The zeitgeist time capsule of modern reboots now really only needs to include Ghostbusters: Afterlife. A self-serious, calculated blockbuster designed to be maximally inoffensive, the fact that it was directed by the son (Jason Reitman) of the first film’s director (Ivan Reitman) gives it a perfect, nepotistic cherry on top. It is wholly devoid of originality and feverishly devoted, not to the actual spirit of the comedy classic, but to the hyperbolized mis-memories fanboys have cultivated over the last 30 years. It’s forgettably fine franchise fodder.

Determined to ape an Amblin atmosphere, Afterlife follows Egon’s estranged daughter, Callie (Carrie Coon), and her two kids, Trevor (Finn Wolfhard) and Phoebe (McKenna Grace). The trio move into their granddad’s farmhouse after his death. Horny gearhead Trevor resurrects the classic Ghostbuster car, the Ecto-1. Science-nerd Phoebe is polter-guided by Egon’s ghost into fixing proton packs and other gear. Callie meets and then immediately wants to do with Phoebe’s teacher, Gary Grooberson (Paul Rudd), what Dan Aykroyd did with a dead lady in the first film.

Before long, the exact same bad guys from the first movie come back to do the exact same thing they did before, including repeating many of the exact same lines of dialogue. Whether “Who you gonna call?” could have been worked into any script in a clever fashion is a question for philosophers. What is settled fact is that nothing clever happens here. Other than letting Rudd and Coon be weirdos for like a total of 10 minutes, the film has zero interest in being anything other than oddly somber.

Because the original Ghostbusters was a horror comedy and not prepubescent supernatural superhero nonsense, issues of “science” and practicality could be laughed off. The moment Bill Murray spoons goop from his mouth and declares himself slimed, disbelief is suspended. Because Afterlife wants to be some weird blend of 80s nostalgia porn and Marvel Universe Lite, questions like “How do all of these old, abandoned ghostbusting devices still have power?” and “Did the Ecto-1 still have gas in the tank from 35 years ago?” feel fair to ask.

Also fair to ask: How did almost everyone forget to add the funny? Rudd remembers and tries to squeeze his every scene for whatever haha juice he can. But it feels like the film gets angry with him for it, benching him to the sideline for a huge chunk. Okay, fine, if this is supposed to be a serious kid-centric fantasy coming-of-age story, maybe the biggest character arc shouldn’t be given to a mute dead guy? The awkward editing clearly chopped and truncated every subplot and character arc, leaving an ectoplastic mess and calling it a family photo.

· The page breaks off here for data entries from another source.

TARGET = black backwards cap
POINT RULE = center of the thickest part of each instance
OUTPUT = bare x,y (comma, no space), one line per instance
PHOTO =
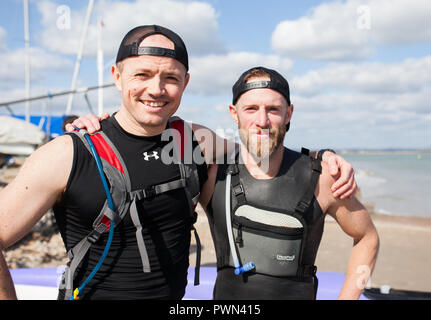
129,47
277,82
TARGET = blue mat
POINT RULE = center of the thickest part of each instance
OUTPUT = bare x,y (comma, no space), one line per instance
330,283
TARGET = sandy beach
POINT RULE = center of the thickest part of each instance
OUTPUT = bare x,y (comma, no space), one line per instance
404,260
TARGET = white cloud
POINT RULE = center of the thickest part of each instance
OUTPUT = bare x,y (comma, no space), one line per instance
195,22
215,74
409,75
2,38
41,63
353,29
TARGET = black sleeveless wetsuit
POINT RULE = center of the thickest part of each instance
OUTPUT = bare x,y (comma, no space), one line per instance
165,220
283,193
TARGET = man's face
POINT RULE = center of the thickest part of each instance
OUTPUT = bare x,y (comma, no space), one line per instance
262,115
151,86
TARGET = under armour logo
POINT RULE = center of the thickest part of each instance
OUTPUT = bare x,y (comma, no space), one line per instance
147,156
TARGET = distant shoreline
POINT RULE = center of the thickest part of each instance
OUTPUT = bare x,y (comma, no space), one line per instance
385,151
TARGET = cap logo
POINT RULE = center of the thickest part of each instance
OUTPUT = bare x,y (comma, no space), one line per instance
156,51
257,85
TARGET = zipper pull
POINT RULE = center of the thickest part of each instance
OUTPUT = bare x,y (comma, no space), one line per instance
238,239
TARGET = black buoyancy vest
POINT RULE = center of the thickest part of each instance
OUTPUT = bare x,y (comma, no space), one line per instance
274,249
124,199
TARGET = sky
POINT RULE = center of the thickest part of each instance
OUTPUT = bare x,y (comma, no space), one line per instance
359,70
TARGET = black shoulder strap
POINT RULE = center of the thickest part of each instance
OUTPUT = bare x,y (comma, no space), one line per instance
307,198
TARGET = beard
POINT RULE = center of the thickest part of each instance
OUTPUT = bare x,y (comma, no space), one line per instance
262,148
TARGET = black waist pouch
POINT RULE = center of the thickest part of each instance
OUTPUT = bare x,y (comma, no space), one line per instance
273,243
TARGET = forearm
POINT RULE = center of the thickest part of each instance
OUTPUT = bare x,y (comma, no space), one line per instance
7,289
360,266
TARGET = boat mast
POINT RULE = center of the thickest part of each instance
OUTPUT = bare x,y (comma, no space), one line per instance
79,56
27,61
100,67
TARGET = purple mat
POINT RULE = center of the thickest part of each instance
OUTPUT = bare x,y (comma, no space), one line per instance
330,283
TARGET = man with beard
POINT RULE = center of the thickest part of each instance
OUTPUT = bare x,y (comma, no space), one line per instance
146,255
267,205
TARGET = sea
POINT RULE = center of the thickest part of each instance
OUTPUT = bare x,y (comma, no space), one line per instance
396,183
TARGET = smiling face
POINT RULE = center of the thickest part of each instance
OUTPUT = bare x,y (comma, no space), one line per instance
151,87
262,115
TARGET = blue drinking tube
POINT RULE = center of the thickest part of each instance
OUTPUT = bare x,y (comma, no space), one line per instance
77,291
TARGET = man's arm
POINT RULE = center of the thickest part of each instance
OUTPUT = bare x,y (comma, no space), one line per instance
38,185
355,221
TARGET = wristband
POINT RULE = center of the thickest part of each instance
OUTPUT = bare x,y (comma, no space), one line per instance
322,151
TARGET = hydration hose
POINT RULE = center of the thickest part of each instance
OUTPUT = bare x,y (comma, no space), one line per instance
77,291
238,268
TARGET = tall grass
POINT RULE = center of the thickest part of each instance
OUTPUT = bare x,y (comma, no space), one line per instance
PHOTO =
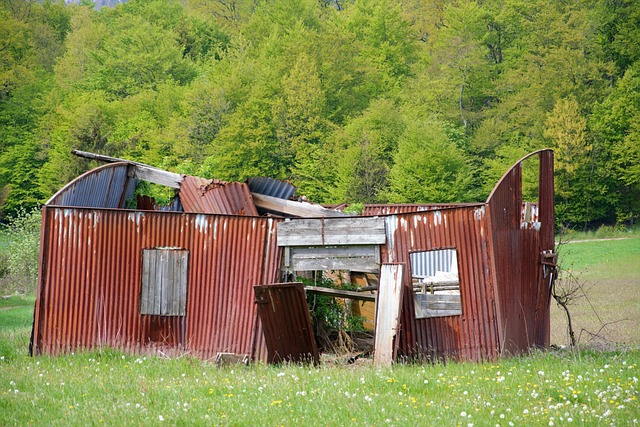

This all sounds overwhelmingly negative when, in reality, Afterlife is too doggedly middling to provoke a legitimately strong response. It’s a checklist of memories someone had about the original movie come to life. If you want to hear people say all of the words and phrases you remember from three decades ago, you’re in for a treat! If you’re looking for any meaningful growth in a series with seemingly limitless potential, streams aren’t the only things that will end up cross.

Grade = C+

Other Critical Voices to Consider

Jana J Monji at Age of the Geek says “This film isn’t as laugh-out-loud funny as the original because there’s an air of missed opportunities and a melancholy for the people who have preceded us into the afterlife that not only plays out on the screen for those new to this franchise, but off-screen for those who have grown old with it.”

Michelle Kisner at The Movie Sleuth says “It manages to capture much of what makes Ghostbusters a timeless classic and at times is quite poignant and touching though that mileage may vary depending on how much emotional attachment the viewer has to the property. The approach of the film is completely sincere without a drop of ironic detachment and it’s all the better for it.”

Murjani Rawls at Substream Magazine says “In ways, the film fights to entirely escape from the ghost trap of the past to form into a clear future. Ghostbusters: Afterlife is a love letter to the built legend of yesteryear.”